Lucia Vasini e "I monologhi della vagina" ai Bagni Misteriosi: «Cambiano le date, restano le situazioni»

«Cambiano le date, restano le situazioni». Basterebbero queste parole di Lucia Vasini per spiegare perché I monologhi della vagina, testo di culto degli anni 90 di Eve Ensler solo stasera ai Bagni Misteriosi del teatro Parenti (nel cast anche Alessandra Faiella, Roberta Lidia De Stefano, Silvia Giulia Mendola, Marina Rocco), sono ormai un classico. La donna resta al centro di condizionamenti e pressioni, quando non di violenze, che rendono purtroppo i monologhi drammatici, ironici e disperati di questa pièce una sorta di manifesto che non scade. «Si riflette ma si sorride, e questa mancanza assoluta di retorica è ciò che salva il testo da diffidenze e allontanamenti di un pubblico che, oggi, pretende a buon diritto leggerezza. Usciamo da un periodo troppo doloroso», spiega l’attrice.
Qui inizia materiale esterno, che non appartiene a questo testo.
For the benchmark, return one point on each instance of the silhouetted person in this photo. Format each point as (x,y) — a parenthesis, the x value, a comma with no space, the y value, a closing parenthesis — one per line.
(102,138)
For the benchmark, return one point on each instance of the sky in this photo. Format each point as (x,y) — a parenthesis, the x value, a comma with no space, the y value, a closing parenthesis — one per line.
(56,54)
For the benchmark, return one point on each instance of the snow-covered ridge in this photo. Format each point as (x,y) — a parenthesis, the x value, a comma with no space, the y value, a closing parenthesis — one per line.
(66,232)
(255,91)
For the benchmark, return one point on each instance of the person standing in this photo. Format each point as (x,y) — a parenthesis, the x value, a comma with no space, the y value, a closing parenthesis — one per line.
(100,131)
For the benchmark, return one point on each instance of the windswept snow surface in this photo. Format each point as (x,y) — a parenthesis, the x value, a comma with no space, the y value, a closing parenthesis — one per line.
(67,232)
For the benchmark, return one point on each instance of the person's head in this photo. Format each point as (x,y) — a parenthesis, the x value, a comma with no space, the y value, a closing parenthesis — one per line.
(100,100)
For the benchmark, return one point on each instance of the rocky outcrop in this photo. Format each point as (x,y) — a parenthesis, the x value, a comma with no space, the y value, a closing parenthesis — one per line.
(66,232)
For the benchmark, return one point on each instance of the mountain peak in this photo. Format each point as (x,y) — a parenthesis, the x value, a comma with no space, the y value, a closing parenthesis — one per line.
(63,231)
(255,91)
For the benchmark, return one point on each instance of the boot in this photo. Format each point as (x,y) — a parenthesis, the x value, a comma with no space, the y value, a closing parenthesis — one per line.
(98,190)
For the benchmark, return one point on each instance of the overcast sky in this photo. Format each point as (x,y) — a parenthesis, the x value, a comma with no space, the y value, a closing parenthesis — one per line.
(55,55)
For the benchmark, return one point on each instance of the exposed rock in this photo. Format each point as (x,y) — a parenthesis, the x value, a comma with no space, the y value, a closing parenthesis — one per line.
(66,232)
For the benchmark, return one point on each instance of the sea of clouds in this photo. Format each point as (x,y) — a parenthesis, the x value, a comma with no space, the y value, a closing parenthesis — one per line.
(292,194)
I monologhi vanno in scena nell’ormai ventennale adattamento italiano di Emanuela Giordano: «La stessa Eve Ensler ha più volte giudicato il nostro spettacolo quasi migliore dell’originale – prosegue – Negli anni il cast è cambiato ma, a vent’anni da quell’esordio, dove ero Lella Costa e Agnese Nano, per me questo è un felice ritorno. L’alchimia con le attrici più giovani è stato perfetto». Femminicidio, libertà sessuale, pregiudizi, stupro: sono svariate le vicende femminili che danno forma a monologhi che non è esagerato definire avvincenti. Perché se c’è una missione che ha oggi il teatro è quello di riportare il pubblico in sala «con operazioni valide». Lucia Vasini è sincera quando dice: «Ora non farei nulla per inerzia, e accanto al teatro sto valutando anche altre forme di comunicazione, come YouTube e i social. Il teatro è diventato come l’opera: ci vai se lo spettacolo vale, anche perché non siamo ancora fuori dal tunnel. La luce si vede, ma mancano le definitive certezze. Se poi mi dicono di andare in scena col Mistero Buffo al femminile nella versione di Franca Rame, sono sempre pronta».